The Hockey News·Jan 7, 2022·Partner

Remembering Marian Coveny, Canada's Original Captain

Before Wickenheiser and before Poulin, there was Coveny. History has all but forgotten her, but those who remember the early years of women’s hockey in Canada know full well her rightful place in the pantheon of trailblazers. Coveny passed away Thursday at 67.

Remembering Marian Coveny, Canada's Original CaptainRemembering Marian Coveny, Canada's Original Captain

By Ian Kennedy

The lake was frozen, the sky was a brilliant blue and mounds of snow surrounded the cleared surface forming a picturesque scene for an outdoor rink. Marian Coveny had her skates on, and she was smiling with her friends as the sound of their blades cutting the ice pierced the frigid air. It was a moment of respite, an intermission in between four months of brutal chemotherapy treatments in late 2020.

Coveny was no stranger to competition, but she was in a different fight now in her battle with Stage 4 pancreatic cancer.
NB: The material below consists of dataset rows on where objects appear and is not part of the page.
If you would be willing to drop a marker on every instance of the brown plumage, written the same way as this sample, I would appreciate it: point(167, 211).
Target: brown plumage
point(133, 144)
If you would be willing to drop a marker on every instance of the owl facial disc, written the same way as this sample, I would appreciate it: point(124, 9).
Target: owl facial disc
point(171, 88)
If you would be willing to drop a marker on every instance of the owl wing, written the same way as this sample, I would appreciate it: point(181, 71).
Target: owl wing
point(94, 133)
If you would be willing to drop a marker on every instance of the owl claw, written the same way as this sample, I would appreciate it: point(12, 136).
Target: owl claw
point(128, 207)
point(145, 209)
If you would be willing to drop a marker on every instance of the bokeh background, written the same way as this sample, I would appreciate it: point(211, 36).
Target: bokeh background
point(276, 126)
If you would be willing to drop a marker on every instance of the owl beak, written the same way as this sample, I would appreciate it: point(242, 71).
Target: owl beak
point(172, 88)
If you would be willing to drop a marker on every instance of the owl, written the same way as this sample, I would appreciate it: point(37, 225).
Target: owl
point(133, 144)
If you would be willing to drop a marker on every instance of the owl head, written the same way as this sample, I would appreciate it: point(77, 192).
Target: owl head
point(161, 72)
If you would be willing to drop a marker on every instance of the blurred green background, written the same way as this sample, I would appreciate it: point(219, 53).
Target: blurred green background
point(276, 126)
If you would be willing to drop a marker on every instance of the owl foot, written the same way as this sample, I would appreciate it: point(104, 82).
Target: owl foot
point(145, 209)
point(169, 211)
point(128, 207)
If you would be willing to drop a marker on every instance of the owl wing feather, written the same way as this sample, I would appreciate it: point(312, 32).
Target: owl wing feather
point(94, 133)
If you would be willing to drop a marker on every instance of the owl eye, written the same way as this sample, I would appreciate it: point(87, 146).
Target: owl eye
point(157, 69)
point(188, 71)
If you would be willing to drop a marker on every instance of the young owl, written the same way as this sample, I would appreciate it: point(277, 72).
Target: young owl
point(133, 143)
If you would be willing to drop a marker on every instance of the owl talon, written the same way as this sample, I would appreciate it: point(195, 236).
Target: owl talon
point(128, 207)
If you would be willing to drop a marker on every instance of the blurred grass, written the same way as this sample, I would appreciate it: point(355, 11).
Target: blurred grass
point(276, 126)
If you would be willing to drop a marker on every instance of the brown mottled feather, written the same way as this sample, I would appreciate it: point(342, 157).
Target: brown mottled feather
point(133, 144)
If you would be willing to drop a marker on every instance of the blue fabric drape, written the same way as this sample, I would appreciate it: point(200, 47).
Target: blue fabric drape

Yet on the ice that day, she was in her element, just as she had been since she was a kid.

Marian, or Mern as she is known to friends, grew up skating outdoors. As a child, she’d skate with her sisters along the creek behind the family farmhouse all the way to school. That creek was an arena long before Marian, the youngest of 10 children, could join the games. For hours on end, her siblings and cousins would scrimmage and shoot pucks back and forth under a bridge on the frozen creek near their home while Marian absorbed the action. When she was finally old enough to join, her family quickly saw that she was made for hockey.

Her story has remained largely untold, despite the fact that long before hockey legends like Hayley Wickenheiser, Cassie Campbell and Marie-Philip Poulin, the first woman to ever wear the ‘C’ for Team Canada was Marian Coveny.

Raised in a tiny farming village called Electric, three hours southwest of Toronto near Wallaceburg, Ont., Coveny was born into a family of athletes. As a family, the Covenys loved sports, especially baseball. The family name was synonymous with championship fastball teams in the area, and Marian excelled on the diamond. During her childhood years, fastball and softball were acceptable forms of sport for women and girls. But other than the outdoor creeks dividing farmers’ fields, there was no place for them to play hockey.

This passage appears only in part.